[slightly updated for clarification and to account for testimony during the hearing]
The Secretary of Defense is testifying at a HASC hearing beginning now. Here are his prepared remarks. As for the NDAA’s 30-day notice requirement, there is an implicit suggestion that perhaps the object of the law was satisfied by earlier briefings to Congress (“what we did was consistent with previous congressional briefings this administration provided in late 2011 and early 2012, reflecting our intent to conduct a transfer of this nature with these particular five individuals”). Otherwise, the SecDef’s justification for not giving 30 days’ notice appears to be that there was an “exceptional circumstance” here–namely, that the deal would have been impossible with such notice: “[T]his was not simply a detainee transfer, but a military operation with very high risk and a very short window of opportunity that we didn’t want to jeopardize – both for the sake of Sergeant Bergdahl, and our operators in the field who put themselves at great risk to secure his return.” The Secretary explains that the deal with the Qataris was concluded on May 27th, and that by necessity events happened quickly after that:
[W]e grew increasingly concerned that any delay, or any leaks, could derail the deal and further endanger Sergeant Bergdahl. We were told by the Qataris that a leak would end the negotiations for Bergdahl’s release. We also knew that he would be extremely vulnerable during any movement, and our military personnel conducting the hand-off would be exposed to a possible ambush or other deadly scenarios in very dangerous territory. And we had been given no information on where the hand-off would occur.
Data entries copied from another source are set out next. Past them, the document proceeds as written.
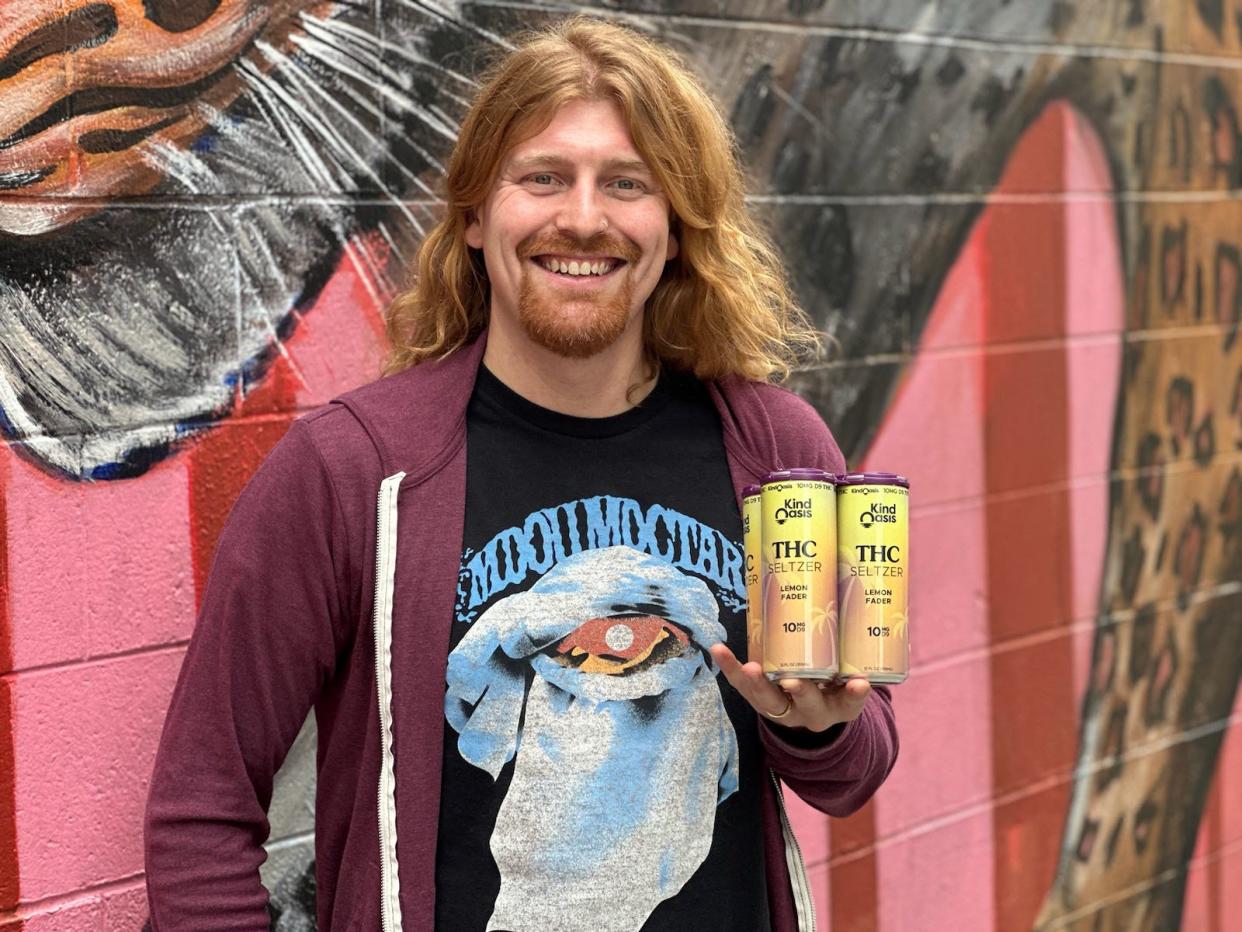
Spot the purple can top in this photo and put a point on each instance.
(873, 479)
(796, 474)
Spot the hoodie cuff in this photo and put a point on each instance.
(802, 742)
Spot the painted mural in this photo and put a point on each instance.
(1019, 221)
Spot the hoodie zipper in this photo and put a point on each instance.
(802, 901)
(385, 573)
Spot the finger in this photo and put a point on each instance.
(815, 707)
(847, 700)
(749, 680)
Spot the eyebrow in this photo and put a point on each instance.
(549, 159)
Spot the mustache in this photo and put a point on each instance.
(601, 244)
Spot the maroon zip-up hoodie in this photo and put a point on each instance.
(290, 621)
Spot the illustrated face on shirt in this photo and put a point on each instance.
(621, 644)
(576, 194)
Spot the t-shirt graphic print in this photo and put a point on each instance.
(580, 685)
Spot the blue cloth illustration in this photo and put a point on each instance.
(599, 682)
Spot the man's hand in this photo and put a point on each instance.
(811, 705)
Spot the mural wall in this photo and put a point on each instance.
(1021, 224)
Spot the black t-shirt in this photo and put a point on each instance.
(596, 774)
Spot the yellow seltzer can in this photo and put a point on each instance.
(752, 546)
(873, 536)
(799, 575)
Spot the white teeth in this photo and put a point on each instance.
(579, 269)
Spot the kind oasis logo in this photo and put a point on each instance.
(793, 508)
(878, 513)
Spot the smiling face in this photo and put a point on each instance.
(574, 232)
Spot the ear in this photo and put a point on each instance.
(475, 231)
For all these reasons and more, the exchange needed to take place quickly, efficiently, and quietly. We believed this exchange was our last, best opportunity to free him.
After the exchange was set in motion, only 96 hours passed before Sergeant Bergdahl was in our hands. Throughout this period, there was great uncertainty about whether the deal would go forward. We did not know the general area of the hand-off until twenty-four hours before. We did not know the precise location until one hour before. And we did not know until the moment Sergeant Bergdahl was handed over safely to U.S. Special Operations Forces that the Taliban would hold up their end of the deal. So it wasn’t until we recovered Bergdahl on May 31st that we moved ahead with the transfer of the five Guantanamo detainees.
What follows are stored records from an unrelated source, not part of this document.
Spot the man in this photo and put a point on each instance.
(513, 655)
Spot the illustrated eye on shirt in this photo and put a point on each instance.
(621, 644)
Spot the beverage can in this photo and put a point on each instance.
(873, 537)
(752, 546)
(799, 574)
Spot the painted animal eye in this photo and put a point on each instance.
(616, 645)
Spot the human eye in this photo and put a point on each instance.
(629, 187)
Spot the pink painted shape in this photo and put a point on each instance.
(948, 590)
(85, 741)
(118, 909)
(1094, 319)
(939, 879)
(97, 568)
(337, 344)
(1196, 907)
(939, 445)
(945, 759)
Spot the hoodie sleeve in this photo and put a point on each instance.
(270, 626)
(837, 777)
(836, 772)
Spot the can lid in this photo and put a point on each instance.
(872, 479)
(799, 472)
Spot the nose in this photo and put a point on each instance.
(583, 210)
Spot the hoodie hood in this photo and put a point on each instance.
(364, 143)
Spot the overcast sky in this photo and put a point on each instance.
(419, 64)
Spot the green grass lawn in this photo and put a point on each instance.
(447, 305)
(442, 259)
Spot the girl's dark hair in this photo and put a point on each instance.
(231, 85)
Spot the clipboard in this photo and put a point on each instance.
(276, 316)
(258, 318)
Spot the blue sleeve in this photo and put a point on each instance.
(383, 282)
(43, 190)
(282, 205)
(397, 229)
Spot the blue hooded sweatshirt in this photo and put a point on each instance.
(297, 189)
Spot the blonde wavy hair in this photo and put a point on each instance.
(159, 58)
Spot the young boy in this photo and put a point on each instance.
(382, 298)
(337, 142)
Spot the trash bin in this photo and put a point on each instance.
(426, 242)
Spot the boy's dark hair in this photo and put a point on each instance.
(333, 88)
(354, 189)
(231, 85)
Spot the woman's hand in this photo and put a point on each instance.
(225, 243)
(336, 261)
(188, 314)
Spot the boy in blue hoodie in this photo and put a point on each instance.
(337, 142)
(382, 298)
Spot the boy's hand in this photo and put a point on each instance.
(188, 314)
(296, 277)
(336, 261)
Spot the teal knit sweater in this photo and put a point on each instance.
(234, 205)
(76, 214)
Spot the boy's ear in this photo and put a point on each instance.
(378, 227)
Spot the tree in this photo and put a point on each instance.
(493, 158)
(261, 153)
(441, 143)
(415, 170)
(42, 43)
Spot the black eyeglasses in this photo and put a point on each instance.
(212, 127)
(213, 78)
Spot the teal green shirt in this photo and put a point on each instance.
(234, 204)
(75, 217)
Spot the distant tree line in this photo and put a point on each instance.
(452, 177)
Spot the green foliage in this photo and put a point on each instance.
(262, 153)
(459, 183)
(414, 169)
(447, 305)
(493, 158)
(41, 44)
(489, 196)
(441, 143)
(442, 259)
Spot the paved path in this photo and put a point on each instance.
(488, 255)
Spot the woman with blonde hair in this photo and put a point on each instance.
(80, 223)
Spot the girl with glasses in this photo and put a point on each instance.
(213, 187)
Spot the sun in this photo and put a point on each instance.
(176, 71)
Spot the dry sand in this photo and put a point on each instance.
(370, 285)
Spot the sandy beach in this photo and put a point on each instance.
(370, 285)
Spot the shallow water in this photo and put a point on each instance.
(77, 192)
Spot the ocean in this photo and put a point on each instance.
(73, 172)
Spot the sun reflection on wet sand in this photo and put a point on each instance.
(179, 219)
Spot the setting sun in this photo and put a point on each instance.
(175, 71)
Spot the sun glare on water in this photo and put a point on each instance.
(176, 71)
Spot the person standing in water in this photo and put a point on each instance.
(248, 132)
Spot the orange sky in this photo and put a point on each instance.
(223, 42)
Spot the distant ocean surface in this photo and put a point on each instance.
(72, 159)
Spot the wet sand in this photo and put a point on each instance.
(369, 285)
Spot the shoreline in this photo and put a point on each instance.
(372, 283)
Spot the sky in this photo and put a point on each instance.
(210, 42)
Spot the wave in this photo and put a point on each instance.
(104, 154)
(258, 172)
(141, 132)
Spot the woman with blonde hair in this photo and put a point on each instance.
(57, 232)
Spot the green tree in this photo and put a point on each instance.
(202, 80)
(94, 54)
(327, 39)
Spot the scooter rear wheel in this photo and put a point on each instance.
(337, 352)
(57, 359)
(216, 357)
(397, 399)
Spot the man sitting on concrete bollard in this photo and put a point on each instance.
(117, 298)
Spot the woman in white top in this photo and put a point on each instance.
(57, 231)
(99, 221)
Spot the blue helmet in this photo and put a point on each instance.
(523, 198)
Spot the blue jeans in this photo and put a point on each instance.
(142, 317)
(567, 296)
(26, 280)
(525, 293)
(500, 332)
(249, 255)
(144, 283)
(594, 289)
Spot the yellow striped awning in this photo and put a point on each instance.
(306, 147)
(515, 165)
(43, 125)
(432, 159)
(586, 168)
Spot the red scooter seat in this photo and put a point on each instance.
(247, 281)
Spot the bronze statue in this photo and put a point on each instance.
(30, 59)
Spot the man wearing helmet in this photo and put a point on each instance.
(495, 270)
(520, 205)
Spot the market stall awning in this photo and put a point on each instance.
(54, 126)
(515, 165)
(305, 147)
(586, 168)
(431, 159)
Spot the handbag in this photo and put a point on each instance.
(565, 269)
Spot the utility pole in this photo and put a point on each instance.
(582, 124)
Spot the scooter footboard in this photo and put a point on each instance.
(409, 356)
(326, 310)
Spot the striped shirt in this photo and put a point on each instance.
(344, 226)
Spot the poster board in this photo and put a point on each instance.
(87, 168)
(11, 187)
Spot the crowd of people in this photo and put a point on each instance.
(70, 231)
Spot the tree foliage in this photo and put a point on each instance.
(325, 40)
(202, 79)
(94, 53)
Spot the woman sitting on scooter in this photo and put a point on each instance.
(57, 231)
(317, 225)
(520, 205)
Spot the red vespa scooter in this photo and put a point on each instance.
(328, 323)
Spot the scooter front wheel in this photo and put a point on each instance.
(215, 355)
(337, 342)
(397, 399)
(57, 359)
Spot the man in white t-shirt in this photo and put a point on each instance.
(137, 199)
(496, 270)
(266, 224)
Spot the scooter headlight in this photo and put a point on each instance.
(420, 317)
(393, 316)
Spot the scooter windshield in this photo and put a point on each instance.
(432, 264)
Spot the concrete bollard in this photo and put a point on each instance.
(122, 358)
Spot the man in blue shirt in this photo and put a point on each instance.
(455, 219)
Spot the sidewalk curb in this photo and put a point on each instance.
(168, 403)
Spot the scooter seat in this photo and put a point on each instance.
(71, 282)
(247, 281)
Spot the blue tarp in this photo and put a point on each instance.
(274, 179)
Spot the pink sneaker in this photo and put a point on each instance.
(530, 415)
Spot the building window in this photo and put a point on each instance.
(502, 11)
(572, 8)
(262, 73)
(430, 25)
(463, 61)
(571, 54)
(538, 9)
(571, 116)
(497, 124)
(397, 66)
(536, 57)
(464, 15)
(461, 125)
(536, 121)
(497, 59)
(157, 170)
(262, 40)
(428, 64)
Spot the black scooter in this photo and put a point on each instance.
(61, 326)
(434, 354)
What the Secretary does not say directly, but what is implicit, is that a delay of 30 days for the transfer of the detainees after the recovery of Sergeant Bergdahl would have violated an agreement that the President had already concluded on behalf of the United States with Qatar.
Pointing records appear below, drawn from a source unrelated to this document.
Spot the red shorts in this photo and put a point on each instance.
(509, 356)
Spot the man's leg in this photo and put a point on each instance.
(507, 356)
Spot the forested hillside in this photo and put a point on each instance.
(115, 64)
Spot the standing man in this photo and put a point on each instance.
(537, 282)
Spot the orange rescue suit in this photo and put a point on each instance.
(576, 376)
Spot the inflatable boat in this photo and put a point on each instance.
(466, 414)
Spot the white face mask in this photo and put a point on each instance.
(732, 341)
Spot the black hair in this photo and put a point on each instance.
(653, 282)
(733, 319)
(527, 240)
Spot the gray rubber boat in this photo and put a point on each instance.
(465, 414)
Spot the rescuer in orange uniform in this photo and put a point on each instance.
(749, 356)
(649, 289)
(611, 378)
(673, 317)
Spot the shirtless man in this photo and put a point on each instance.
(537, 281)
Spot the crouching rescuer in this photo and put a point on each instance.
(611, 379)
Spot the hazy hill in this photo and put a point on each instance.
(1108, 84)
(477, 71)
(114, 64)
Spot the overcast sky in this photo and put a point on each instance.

The Secretary does not explain directly — not in his prepared remarks, anyway — why that understandable course of action makes the failure to satisfy the 30-day notice requirement legal; but the theory appears to be one of impossibility–not in the sense that such notice would have been literally impossible, but in the sense that it would have been impossible to make this deal to repatriate Bergdahl and also comply with the 30-day rule.
[UPDATE: In the written statement there is no suggestion of a constitutional override. In response to questions, by contrast, DOD General Counsel Stephen Preston testified that although the statute is facially constitutional, and although they do not believe the President may disregard it in any “emergent situation,” they have also concluded that application of the law in these “highly unusual circumstances” would unduly interfere with the President’s constitutional authority to make efforts necessary to repatriate members of U.S. armed forces . . . thereby suggesting a discrete, cabined form of as-applied constitutional override, triggered not by a general Commander-in-Chief authority, but instead by an authority to take steps to save American service members overseas. See, e.g., the video at approximately 2:03-2:05 and 2:18 to 2:23.]
One other thing of note about the Secretary’s remarks, concerning the five Taliban detainees: They have commonly been described in public accounts as very dangerous “terrorists,” even though the publicly available facts about them suggest that the picture may not be as unequivocal as that. [CLARIFICATION: I do not mean to be suggesting any conclusion or knowledge about the risk these individuals pose–merely that we lack enough facts to make any reliable assessment.] The Secretary notably does not describe the five former detainees as “terrorists,” or as presenting any threat to the United States different from that posed by officers of other enemy forces that the U.S. or other nations have often captured in armed conflicts. (And the U.S.’s armed conflict with the Taliban presumably is coming to an end before these detainees are able to leave Qatar.) Instead, the Secretary writes that the detainees “have not been implicated in any attacks against the United States, and we had no basis to prosecute them in a federal court or military commission. It was appropriate to consider them for an exchange.” [UPDATE: As Ryan notes, later in the hearing the Secretary read from an assessment written by the Director of National Intelligence that even if these five detainees returned to Afghanistan or Pakistan after a year, “a few new Taliban leaders, no matter how senior” their position, “will not appreciably change the threat to the Afghan people, to the Afghan army, or, most importantly for us, to our forces.” See approximately minutes 6 to 9 of the second part of the video.]